In realtà, l’atmosfera fiabesca è soltanto un alone che avvolge una parte della vicenda; la scrittrice, infatti, sulla base di un’attenta documentazione citata nella bibliografia alla fine del libro, mantiene il lettore ancorato alla concretezza e alla brutalità di un sistema costruito dal regime sovietico nel tentativo di annientare l’individuo e sfruttarne, contemporaneamente, tutte le energie. Non per nulla, in controluce nel testo, appare il modello di Una giornata di Ivan Denisovič, il romanzo di Aleksandr Solženicyn che Ingrid Beatrice Coman ha letto, insieme ad altre opere di questo fondamentale scrittore, per poter descrivere con maggiore precisione la realtà del gulag sovietico, oggetto anche di una breve scheda storica (“Nemici del popolo”) inserita alla fine di Tè al samovar.

L’indagine storica, in ogni caso, non soffoca la  creatività della scrittrice che mantiene tutta la sua libertà nell’elaborazione della trama, nella costruzione della vicenda e nello stile evocativo calibrato sulla personalità dei due principali narratori. Gli avvenimenti, infatti, scorrono davanti agli occhi del lettore non solo attraverso la narrazione di Alëša e la registrazione dei suoi pensieri e delle sue reazioni, ma anche attraverso lo scambio epistolare di Vera con un’amica, un dialogo scritto che permette a Vera di scoprire gradualmente la crudeltà del mondo che la circonda e il vuoto che si nasconde dietro un’apparente tranquillità e dietro l’attività frenetica del marito Serëža.

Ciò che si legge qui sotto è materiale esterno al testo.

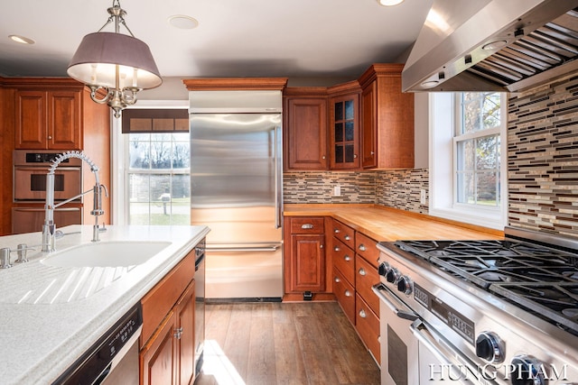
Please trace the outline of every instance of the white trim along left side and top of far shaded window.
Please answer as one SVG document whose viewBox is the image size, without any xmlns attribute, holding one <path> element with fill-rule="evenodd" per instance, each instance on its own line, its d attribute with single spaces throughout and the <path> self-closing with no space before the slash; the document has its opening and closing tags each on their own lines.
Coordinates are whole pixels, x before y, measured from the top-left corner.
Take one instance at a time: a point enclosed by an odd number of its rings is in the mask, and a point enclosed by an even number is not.
<svg viewBox="0 0 578 385">
<path fill-rule="evenodd" d="M 139 100 L 129 108 L 188 108 L 188 100 Z M 125 195 L 128 191 L 126 174 L 126 157 L 128 148 L 128 134 L 122 133 L 122 119 L 112 119 L 112 194 L 111 211 L 112 223 L 127 225 L 128 207 L 125 205 Z"/>
</svg>

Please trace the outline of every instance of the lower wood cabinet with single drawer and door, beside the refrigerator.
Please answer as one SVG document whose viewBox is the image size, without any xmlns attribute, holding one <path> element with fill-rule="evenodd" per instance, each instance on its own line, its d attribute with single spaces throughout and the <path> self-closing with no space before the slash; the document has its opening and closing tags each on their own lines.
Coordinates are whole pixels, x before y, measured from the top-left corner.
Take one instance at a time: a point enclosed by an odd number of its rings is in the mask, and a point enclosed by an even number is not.
<svg viewBox="0 0 578 385">
<path fill-rule="evenodd" d="M 285 294 L 325 292 L 324 218 L 285 218 L 284 231 Z"/>
</svg>

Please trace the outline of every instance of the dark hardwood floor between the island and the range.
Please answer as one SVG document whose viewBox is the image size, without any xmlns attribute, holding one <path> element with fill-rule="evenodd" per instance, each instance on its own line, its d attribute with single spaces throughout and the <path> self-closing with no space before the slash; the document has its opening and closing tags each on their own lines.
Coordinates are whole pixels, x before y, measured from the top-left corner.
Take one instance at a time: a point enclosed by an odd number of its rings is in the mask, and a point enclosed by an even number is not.
<svg viewBox="0 0 578 385">
<path fill-rule="evenodd" d="M 336 302 L 208 304 L 196 385 L 379 384 Z"/>
</svg>

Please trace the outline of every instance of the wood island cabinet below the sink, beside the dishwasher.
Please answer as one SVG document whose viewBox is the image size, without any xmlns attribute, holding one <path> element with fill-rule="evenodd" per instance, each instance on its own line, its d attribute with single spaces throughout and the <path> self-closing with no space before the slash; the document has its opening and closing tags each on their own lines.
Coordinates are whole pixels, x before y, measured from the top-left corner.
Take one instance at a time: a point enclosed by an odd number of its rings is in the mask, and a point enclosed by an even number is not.
<svg viewBox="0 0 578 385">
<path fill-rule="evenodd" d="M 141 300 L 141 384 L 194 381 L 195 252 L 190 252 Z"/>
</svg>

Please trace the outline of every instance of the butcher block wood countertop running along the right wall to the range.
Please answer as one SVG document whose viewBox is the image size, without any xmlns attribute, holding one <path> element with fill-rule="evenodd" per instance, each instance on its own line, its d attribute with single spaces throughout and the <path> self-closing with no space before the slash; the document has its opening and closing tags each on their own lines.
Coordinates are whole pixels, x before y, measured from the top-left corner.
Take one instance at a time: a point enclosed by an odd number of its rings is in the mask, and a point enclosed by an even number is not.
<svg viewBox="0 0 578 385">
<path fill-rule="evenodd" d="M 503 231 L 378 205 L 286 204 L 284 216 L 332 216 L 378 242 L 504 237 Z"/>
</svg>

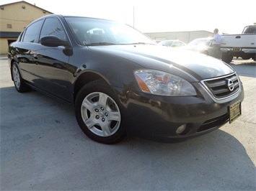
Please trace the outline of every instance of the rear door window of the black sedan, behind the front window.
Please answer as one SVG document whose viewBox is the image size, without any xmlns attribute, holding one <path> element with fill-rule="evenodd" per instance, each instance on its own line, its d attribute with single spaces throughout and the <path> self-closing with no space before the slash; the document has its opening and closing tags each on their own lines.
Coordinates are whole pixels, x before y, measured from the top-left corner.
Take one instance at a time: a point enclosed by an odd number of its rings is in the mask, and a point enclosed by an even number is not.
<svg viewBox="0 0 256 191">
<path fill-rule="evenodd" d="M 40 28 L 42 26 L 43 20 L 40 20 L 38 22 L 35 22 L 33 24 L 31 24 L 29 27 L 27 27 L 25 34 L 24 34 L 24 38 L 23 38 L 23 42 L 34 42 L 37 43 L 38 42 L 38 35 L 40 32 Z"/>
</svg>

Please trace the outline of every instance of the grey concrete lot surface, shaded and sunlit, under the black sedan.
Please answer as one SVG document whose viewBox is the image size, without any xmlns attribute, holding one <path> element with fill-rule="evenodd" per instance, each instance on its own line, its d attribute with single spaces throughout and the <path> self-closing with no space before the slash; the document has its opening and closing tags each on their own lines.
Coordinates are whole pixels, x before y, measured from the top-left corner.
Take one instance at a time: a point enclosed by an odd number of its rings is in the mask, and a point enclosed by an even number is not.
<svg viewBox="0 0 256 191">
<path fill-rule="evenodd" d="M 17 93 L 0 58 L 0 190 L 256 190 L 256 62 L 230 64 L 244 83 L 242 116 L 175 144 L 129 136 L 98 144 L 71 106 Z"/>
</svg>

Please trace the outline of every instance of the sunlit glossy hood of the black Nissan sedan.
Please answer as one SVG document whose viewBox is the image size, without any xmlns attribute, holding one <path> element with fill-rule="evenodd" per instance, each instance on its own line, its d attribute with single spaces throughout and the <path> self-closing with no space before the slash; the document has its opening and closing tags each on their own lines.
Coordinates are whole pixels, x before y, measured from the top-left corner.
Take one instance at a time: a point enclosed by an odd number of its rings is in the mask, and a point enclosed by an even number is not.
<svg viewBox="0 0 256 191">
<path fill-rule="evenodd" d="M 173 65 L 190 73 L 197 80 L 234 73 L 234 70 L 221 60 L 187 50 L 158 45 L 110 45 L 90 48 L 123 57 L 144 68 L 161 70 L 161 65 Z"/>
</svg>

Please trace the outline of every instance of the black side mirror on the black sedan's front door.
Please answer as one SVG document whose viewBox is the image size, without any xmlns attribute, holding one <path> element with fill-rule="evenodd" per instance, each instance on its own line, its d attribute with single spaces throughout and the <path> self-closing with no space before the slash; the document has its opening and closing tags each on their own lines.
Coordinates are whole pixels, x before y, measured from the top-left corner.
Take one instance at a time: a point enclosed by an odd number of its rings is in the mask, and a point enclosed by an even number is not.
<svg viewBox="0 0 256 191">
<path fill-rule="evenodd" d="M 40 44 L 47 47 L 64 46 L 69 47 L 69 42 L 64 41 L 56 36 L 45 36 L 40 39 Z"/>
</svg>

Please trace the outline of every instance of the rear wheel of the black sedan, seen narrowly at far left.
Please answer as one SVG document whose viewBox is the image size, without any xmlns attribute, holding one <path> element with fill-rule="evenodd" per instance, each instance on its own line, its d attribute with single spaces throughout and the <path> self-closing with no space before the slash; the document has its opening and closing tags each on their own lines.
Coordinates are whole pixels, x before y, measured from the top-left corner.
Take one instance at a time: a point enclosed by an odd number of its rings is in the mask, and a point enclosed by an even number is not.
<svg viewBox="0 0 256 191">
<path fill-rule="evenodd" d="M 16 62 L 12 64 L 12 78 L 14 81 L 14 86 L 19 93 L 25 93 L 31 90 L 30 86 L 27 85 L 22 79 Z"/>
</svg>

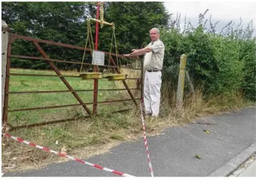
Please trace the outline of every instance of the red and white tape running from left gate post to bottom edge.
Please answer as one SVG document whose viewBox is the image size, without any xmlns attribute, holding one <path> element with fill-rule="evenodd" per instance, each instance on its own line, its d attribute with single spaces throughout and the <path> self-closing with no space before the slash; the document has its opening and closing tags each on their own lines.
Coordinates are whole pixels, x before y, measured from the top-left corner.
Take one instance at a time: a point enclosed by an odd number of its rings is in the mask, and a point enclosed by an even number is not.
<svg viewBox="0 0 256 179">
<path fill-rule="evenodd" d="M 15 136 L 11 136 L 10 134 L 7 134 L 7 133 L 5 133 L 5 134 L 3 134 L 3 135 L 4 135 L 4 136 L 7 136 L 7 137 L 9 137 L 9 138 L 11 138 L 11 139 L 14 139 L 14 140 L 16 140 L 16 141 L 18 141 L 18 142 L 23 142 L 23 143 L 25 143 L 25 144 L 27 144 L 27 145 L 31 145 L 31 146 L 33 146 L 33 147 L 35 147 L 35 148 L 40 148 L 40 149 L 42 149 L 43 151 L 52 152 L 52 153 L 54 153 L 54 154 L 58 154 L 58 155 L 61 156 L 61 157 L 67 157 L 67 158 L 70 158 L 71 160 L 75 160 L 76 162 L 79 162 L 79 163 L 82 163 L 82 164 L 86 164 L 86 165 L 89 165 L 89 166 L 93 166 L 93 167 L 95 167 L 95 168 L 97 168 L 97 169 L 105 170 L 106 172 L 112 172 L 112 173 L 114 173 L 115 175 L 120 175 L 120 176 L 122 176 L 122 177 L 135 177 L 135 176 L 132 176 L 132 175 L 123 173 L 123 172 L 119 172 L 119 171 L 117 171 L 117 170 L 112 170 L 112 169 L 108 169 L 108 168 L 103 167 L 103 166 L 98 166 L 98 165 L 93 164 L 93 163 L 88 163 L 88 162 L 86 162 L 86 161 L 84 161 L 84 160 L 80 160 L 80 159 L 78 159 L 78 158 L 71 157 L 71 156 L 69 156 L 69 155 L 67 155 L 67 154 L 61 154 L 61 153 L 58 152 L 58 151 L 52 151 L 52 150 L 50 150 L 49 148 L 45 148 L 45 147 L 42 147 L 42 146 L 40 146 L 40 145 L 36 145 L 36 144 L 34 144 L 34 143 L 25 141 L 25 140 L 23 140 L 23 139 L 20 139 L 20 138 L 15 137 Z"/>
</svg>

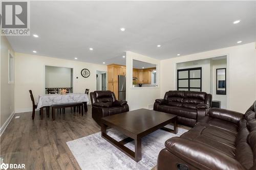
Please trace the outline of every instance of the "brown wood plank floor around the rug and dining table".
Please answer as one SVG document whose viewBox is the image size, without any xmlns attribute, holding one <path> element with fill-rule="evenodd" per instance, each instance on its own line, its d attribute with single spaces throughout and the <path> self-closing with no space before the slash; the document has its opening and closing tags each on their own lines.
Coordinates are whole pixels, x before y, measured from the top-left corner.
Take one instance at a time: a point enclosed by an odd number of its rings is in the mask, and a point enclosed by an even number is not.
<svg viewBox="0 0 256 170">
<path fill-rule="evenodd" d="M 25 163 L 26 169 L 80 169 L 66 142 L 100 131 L 91 110 L 88 106 L 88 112 L 81 116 L 66 108 L 65 113 L 55 114 L 54 121 L 51 115 L 50 118 L 46 116 L 46 111 L 43 120 L 40 120 L 39 111 L 34 120 L 32 112 L 17 113 L 15 116 L 20 118 L 14 116 L 1 136 L 0 154 L 18 153 L 12 160 Z"/>
</svg>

Le vite di Alëša e di Vera si intrecciano di continuo, si sovrappongono e si allontanano per poi riavvicinarsi definitivamente, così come accade alle loro voci che prima disegnano una sorta di monologo e poi si incontrano in un dialogo che suggella l’incrocio delle loro esistenze.

La trama si sviluppa così in un incessante riverbero di voci, dove trovano spazio avvenimenti,  a volte cupi e misteriosi, come l’assassinio di Karpov o il destino tragico di alcuni deportati (Sergej, Oleg Semënov e Stepan), a volte inquietanti, come il progressivo risveglio di Vera alla realtà, altre volte gioiosi, come la liberazione di alcuni prigionieri, il progressivo ritorno alla vita dei due protagonisti e l’incontro casuale che ridisegna il loro futuro. Tutti questi eventi vengono catturati da Ingrid Beatrice Coman con uno stile incisivo che registra gli aspetti più tormentati delle situazioni descritte e, contemporaneamente, ricorre a un’ampia gamma di toni per aderire alla personalità dei due protagonisti narratori e restituire così la vitalità di tutti i personaggi, a partire dall’indimenticabile Gulja. Ed è proprio questa simpatica figura che sprona i suoi interlocutori (compreso il lettore) a non scivolare nello sconforto e a riconquistare lentamente la libertà e la dignità riannodando il filo della memoria che per Alëša, in particolare, si dipana intorno all’Africa e a un ricordo ancora vivo del passato, di cui il “tè al samovar”, assaggiato in una caffetteria di Mosca, rappresenta il simbolo e la sintesi.